Cet examen constitue une base de comparaison de façon à ce que le secouriste ou le personnel médical professionnel soit capable de constater une éventuelle détérioration ou un éventuel changement de l’état du plongeur accidenté. Un examen neurologique complet traite de 5 domaines :
- l’état mental ;
- les nerfs cérébraux ;
- les fonctions motrices ;
- les fonctions sensibles ;
- les fonctions cérébrales.
Pour effectuer un examen neurologique efficace, le secouriste doit être formé durant un cours et pratiquer régulièrement les compétences apprises pour le contrôle d’un plongeur accidenté.

Soyez minutieux et exact lors de l’examen neurologique. Les contrôles doivent être réalisés tous les 15 minutes. La feuille de résultats DOIT accompagnée le plongeur jusqu’au centre d’Oxygénothérapie Hyperbare. Ainsi, il y aura des informations de référence pour le secouriste médical professionnel lors de son arrivée. Notez bien les résultats de chaque examen neurologique. Souvent, l’état du plongeur accidenté s’améliore après l’administration d’oxygène.

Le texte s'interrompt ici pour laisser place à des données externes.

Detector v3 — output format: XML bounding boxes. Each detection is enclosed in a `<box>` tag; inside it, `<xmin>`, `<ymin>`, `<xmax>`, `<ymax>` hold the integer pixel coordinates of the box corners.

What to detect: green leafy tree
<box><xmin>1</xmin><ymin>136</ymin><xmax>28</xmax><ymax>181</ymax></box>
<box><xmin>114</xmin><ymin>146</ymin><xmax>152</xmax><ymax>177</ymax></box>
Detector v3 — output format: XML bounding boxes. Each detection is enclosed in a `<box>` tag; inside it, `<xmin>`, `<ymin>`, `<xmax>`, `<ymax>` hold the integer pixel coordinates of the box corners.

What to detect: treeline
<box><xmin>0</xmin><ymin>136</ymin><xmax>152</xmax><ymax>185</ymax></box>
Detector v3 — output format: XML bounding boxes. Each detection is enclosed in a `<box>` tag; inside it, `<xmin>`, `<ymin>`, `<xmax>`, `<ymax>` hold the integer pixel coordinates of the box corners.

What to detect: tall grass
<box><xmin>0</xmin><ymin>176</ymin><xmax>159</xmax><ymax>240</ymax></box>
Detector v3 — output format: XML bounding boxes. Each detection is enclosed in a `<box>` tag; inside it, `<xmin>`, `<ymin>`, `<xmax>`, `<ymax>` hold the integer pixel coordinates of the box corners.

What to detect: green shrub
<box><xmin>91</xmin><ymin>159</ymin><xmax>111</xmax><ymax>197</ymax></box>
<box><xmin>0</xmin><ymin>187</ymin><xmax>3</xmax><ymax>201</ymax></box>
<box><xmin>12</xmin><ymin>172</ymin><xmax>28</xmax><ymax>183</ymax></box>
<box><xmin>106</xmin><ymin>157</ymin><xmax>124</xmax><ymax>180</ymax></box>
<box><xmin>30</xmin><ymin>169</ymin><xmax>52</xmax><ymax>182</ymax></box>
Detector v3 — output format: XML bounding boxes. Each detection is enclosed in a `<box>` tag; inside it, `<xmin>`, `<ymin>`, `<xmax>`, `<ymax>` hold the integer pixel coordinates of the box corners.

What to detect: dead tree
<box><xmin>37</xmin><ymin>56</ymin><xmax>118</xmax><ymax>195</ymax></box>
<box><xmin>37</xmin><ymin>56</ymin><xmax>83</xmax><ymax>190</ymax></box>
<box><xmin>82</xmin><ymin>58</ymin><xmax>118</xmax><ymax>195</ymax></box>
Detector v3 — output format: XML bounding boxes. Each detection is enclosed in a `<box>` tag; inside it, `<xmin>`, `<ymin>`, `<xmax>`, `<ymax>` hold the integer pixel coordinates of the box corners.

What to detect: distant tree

Votre devoir est de rapporter les signes et les symptômes, et non pas d’établir un diagnostic. Un diagnostic est du seul devoir d’un médecin
ORGANISER LES SECOURS et PRENDRE SOINS du plongeur victime de l’accident. Ces trois phases (enregistrement, organisation, prise en charge) doivent être réalisées simultanément et traitées en EQUIPE dirigée par un chef, le TEAM LEADER.
Procédure à suivre :
- Sortir la victime de l’eau. Si possible, le plongeur peut bouger avec assistance. S’il y a un problème sérieux, déplacer le moins possible la victime.
- Enlever la combinaison sans aggraver les lésions. Si ce n’est pas possible découper la combinaison, garder au chaud…
- Coucher le plongeur victime de l’accident
- Mettre sous oxygène pur immédiatement au minimum 15 litres par minutes avec un masque non-rebreather. Il est cependant préférable d’utiliser un inhalateur à la demande. Si le plongeur ne respire pas, n’utilisez pas la purge de l’inhalateur à la demande pour ventiler la victime, à moins que vous soyez formé et entraîné pour le faire. Il y a dans le cas contraire un risque de blesser les poumons. Préférez dans ce cas le ballon-masque (BAVU) ou en dernier recours le bouche à bouche avec un masque et de l’oxygène.
- Si le plongeur est conscient forcez le à boire de l’eau. Si il y a le moindre signe de léthargie ne mettez pas en oeuvre cette manoeuvre.
IMMEDIATEMENT, c’est à dire parallèlement à la prise en charge il faut prévenir :
Les services ad hoc pour l’évacutation
En mer :
- VHF canal 16 (CROSS pour la France, c’est obligatoire au delà de la zone des 300 m du rivage)
Sur terre :
- En France le 15 ou le 18
- En Belgique le 100
- En Europe, d’une manière générale, le 112
S’il s’agit d’un accident léger une évacuation en voiture peut être envisagée. L’oxygène et l’eau partent avec le plongeur, de même qu’un accompagnant en plus du conducteur. Celui-ci a pour fonction l’assistance à la victime. Dans le cas d’un accident grave, il est possible de la déterminer dès la sortie de l’eau ou peu de temps après. Dans ce cas il faut laisser l’évacuation aux soins des services spécialisés (SAMU).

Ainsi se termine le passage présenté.